Ainsi, il semble déterminant d'associer étroitement les représentants du personnel, particulièrement le CSE, les salariés eux même et la Médecine du Travail à l'évaluation des risques et à la mise en place des mesures de prévention et de protection des travailleurs. Cette concertation, qui nécessite une appréciation in concreto, ainsi que l'ensemble de mesures de formation et d'information des salariés, doivent faire l'objet de documents écrits, directement productibles à la demande de l'administration et de la justice, et s'intégrer dans un plan d'ensemble, méthodique et documenté, quitte à faire appel à des intervenants extérieurs pour garantir l 'efficacité de leur contenu et de leurs qualités pédagogiques pour l'ensemble des acteurs de l'entreprise.
Dans ce cadre, une attention toute particulière doit être portée à la mise en place de plans de prévention ainsi qu'à l'actualisation du document unique d'évaluation des risques professionnels (DUERP), lequel doit prendre en compte l'ensemble des risques relatifs à l'épidémie dans l'entreprise, et notamment les risques psychosociaux. Cette obligation se retrouve par exemple dans une ordonnance du 9 avril 2020 prise en référé, le Tribunal Judiciaire de Paris a rappelé à la Poste son obligation spécifique d'élaboration d'un Document Unique d'Evaluation des risques intégrant notamment les risques pyschosociaux.
Comme évoqué en introduction, cette décision ne doit en aucune manière être comprise comme une interdiction générale faite à la vente d'autres produits que ceux relevant de la catégorie « première nécessité ». A ce titre, d'autres décisions sont venues renforcer cette certitude, comme celle du tribunal judiciaire de Lille, qui dans une ordonnance en référé du 24 avril 2020, a débouté la Fédération CGT des personnels du commerce de la distribution et des services de sa demande de fermeture des rayons alimentaire, hygiène, parapharmacie et papeterie d'un magasin carrefour.

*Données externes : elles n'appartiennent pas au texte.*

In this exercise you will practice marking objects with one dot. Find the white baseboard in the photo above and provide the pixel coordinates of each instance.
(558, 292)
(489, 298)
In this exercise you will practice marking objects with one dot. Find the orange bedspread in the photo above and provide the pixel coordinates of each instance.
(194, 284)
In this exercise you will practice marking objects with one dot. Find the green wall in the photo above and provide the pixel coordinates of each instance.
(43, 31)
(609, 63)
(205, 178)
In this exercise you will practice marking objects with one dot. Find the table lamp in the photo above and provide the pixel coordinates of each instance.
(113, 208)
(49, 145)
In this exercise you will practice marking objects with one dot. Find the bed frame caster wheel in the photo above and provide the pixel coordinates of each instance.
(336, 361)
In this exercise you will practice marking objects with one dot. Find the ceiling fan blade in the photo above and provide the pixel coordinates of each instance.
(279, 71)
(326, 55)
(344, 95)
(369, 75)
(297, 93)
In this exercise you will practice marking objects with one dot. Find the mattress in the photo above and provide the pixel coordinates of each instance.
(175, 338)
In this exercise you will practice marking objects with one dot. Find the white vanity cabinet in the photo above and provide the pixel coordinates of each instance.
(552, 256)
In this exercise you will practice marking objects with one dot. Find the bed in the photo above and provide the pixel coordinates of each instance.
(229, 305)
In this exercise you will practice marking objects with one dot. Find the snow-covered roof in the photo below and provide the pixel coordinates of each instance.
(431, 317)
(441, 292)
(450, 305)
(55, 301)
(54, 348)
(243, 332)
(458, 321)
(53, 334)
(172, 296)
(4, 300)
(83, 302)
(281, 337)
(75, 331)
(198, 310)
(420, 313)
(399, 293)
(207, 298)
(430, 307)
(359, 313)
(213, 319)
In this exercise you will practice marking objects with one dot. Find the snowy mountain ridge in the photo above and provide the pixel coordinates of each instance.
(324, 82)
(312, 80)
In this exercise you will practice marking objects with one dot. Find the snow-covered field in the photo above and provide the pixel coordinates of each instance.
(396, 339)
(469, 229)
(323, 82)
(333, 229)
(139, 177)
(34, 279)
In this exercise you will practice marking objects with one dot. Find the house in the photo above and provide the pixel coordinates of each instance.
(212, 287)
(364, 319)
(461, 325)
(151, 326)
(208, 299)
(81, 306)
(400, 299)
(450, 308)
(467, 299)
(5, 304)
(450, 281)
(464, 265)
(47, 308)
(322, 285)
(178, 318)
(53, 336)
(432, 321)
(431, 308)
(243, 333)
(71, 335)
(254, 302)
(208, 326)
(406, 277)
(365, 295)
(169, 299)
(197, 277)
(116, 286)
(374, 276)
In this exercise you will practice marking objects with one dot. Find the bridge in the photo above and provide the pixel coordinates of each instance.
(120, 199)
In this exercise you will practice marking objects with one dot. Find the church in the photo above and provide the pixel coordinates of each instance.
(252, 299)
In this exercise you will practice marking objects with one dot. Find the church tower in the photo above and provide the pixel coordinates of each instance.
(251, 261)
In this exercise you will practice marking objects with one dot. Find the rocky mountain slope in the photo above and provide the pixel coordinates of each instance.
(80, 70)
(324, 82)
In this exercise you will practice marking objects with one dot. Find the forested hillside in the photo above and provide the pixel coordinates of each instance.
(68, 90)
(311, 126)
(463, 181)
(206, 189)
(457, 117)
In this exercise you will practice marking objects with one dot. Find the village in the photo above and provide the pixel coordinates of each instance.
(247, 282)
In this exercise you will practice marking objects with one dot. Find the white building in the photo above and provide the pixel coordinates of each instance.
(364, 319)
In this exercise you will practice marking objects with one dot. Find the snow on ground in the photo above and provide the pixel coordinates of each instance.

Par ailleurs, la Cour d'appel semble avoir entendu user de sa prérogative prétorienne pour proposer une définition jurisprudentielle nouvelle des « produits de première nécessité » auxquels les activités de la Société avaient été restreintes à l'issue de la première instance. L'élargissement apporté avec les produits indispensables au télétravail et ceux afférents aux animaux semble avoir pris en considération le rôle social essentiel joué par le commerce en ligne en général, et Amazon en particulier, dans la période d'urgence sanitaire comme point d'approvisionnement utilisé par une grande partie de la population. La précision apportée par la Cour d'Appel via référence aux catégories du catalogue de la Société répond sans doute également à la nécessité pour la Société d'avoir une visibilité claire sur les produits concernés.